By KEITH TAYLOR
10:44 AM EST, December 3, 2012
LEXINGTON - Mitch Barnhart knows it takes defense to compete in the Southeastern Conference. That's why he hired a proven defensive coordinator to lead the football program at the University of Kentucky.
During a month-long search for a coach, Barnhart wanted a defensive-minded leader and turned to former Florida State defensive coordinator Mark Stoops. Kentucky, which made five straight bowl appearance before going 7-17 during the past two seasons, not only started missing the postseason, but Barnhart noticed the Wildcats started “slipping” on the defensive side of the ball and wanted his next coach to shift the team's focus back to defense and “how we could stop people.”
“We started to give up 25, 30 and 35 points a game and in this league and you're not going to have success at the level you want if you can't stop somebody,” he said following Sunday’s press conference introducing Stoops as the team's coach. “That was a focus for us.”
Clearly, Barnhart wanted a coach who understood and valued defense and determined it was Stoops who stood head and shoulders above the other candidates during the hiring process.
“I wanted us to be better defensively, so that we didn't have to be so perfect on offense,” he said. “That was really, really important to us. That is where I started.”
From the beginning, Barnhart was prepared for the task at hand and had a “plan in place” after informing former coach Joker Phillips of his dismissal with three weeks remaining in the regular season. He made several contacts and settled on Stoops last week.
“We started to funnel through a bunch of names and you've got to be prepared,” he said. “I didn't want to get to that day where we had to change, but when we did, we had to be ready. As the funnel got tighter, we got down (to it) and one name came out, and it was the one we offered the job to and it was Mark.”
Barnhart said Stoops was “spectacular” during the hiring process and “very organized.”
“He has a plan and his recruiting ties were very, very important,” he said. “You've got to have players and everybody knows that … and that recruiting piece is very important. I feel very strongly about the pedigree that Mark has through his family, the places that he's been, the knowledge that he has gained, his toughness, the discipline that his team's play with and the defensive piece was very, very important to us. All those components “wrapped” around the thought process that he has offensively gives us a chance to get better.”
In addition to Stoops, Barnhart said the other applicants had “good plans,” but was impressed with Stoops after he contacted Barnhart about the job and liked what Stoops had to offer.

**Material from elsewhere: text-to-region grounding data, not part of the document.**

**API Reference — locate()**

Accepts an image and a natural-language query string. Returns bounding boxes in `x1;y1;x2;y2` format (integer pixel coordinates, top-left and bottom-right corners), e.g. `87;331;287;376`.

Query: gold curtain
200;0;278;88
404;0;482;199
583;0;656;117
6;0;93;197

“He and I texted back and forth a lot and there wasn't a time where his energy didn't come through, even in a text message,” he said. “That doesn't win you a job, but it certainly doesn't hurt you. We've had great communication and I've been very impressed with what he's had to say. He's been around (football) his entire life and he's thinking about (football) all of his life. This is something he was been waiting for and working toward his entire career. He's got and he's ready to go turn it loose.”
Off the field, Barnhart was swayed by Stoops' work ethic and his family's desire to be in Lexington.
“I had an opportunity to meet with some members of his family and my brother works with Bob (Stoops) at Oklahoma and I know how much he thinks of coach Stoops at Oklahoma,” Barnhart said. “I love his family, they want to be here and that was important to us. He wants to develop young men from the inside out and he thinks he can build them to be really good people and really good football players. He has shown that and he's a really good teacher of the game. I think that's important.
“His work ethic is relentless and that's what it is going to take for us to have an opportunity. That's not to say that the people did not work hard. They worked hard and sometimes it just doesn't work. We had to move on and do something differently. He gives us new hope, new energy, a new beginning and a chance to believe again.”
During his first search for a coach in 2002, Barnhart admitted that “it was hard” to find a replacement for Guy Morriss, but discovered a different tone outside the program this time around, a sign that the Kentucky job wasn't a hard sell for Barnhart.
“We had some folks that came to us and said this was a good job,” Barnhart said.
Barnhart gave Stoops a five-year contract for $11 million plus incentives and gave Stoops an early stamp of approval on a coaching staff, one that will be financial competitive with other salaries in the conference and the nation. He also added that the school is “financially in sound shape.” Barnhart added that Stoops “wanted to come” to Kentucky regardless of the school's facilities and background.
“We're working on those things,” Barnhart said of upgrading the school's current facilities. “What's so funny to me is people act like we've never done anything for football facilities. I find that ironic. One thing everybody wants to change is obviously Commonwealth Stadium and want to do some things to help with that as well, but when he walked through our Nutter Center, he said it was nice. He had no idea.
“He walked to our team rooms, our meeting rooms and our locker rooms, he said they were really nice. I think the perception out there is that we don't have anything that is nice. That's just not true. We're working hard on that.
“The timing was not right in some of the other times, but we're gaining ground on that and what the timing looks like on that, I don't know. And like I said, sooner rather than later. That's not an issue to Mark right now. What we've got, we can go to work with.”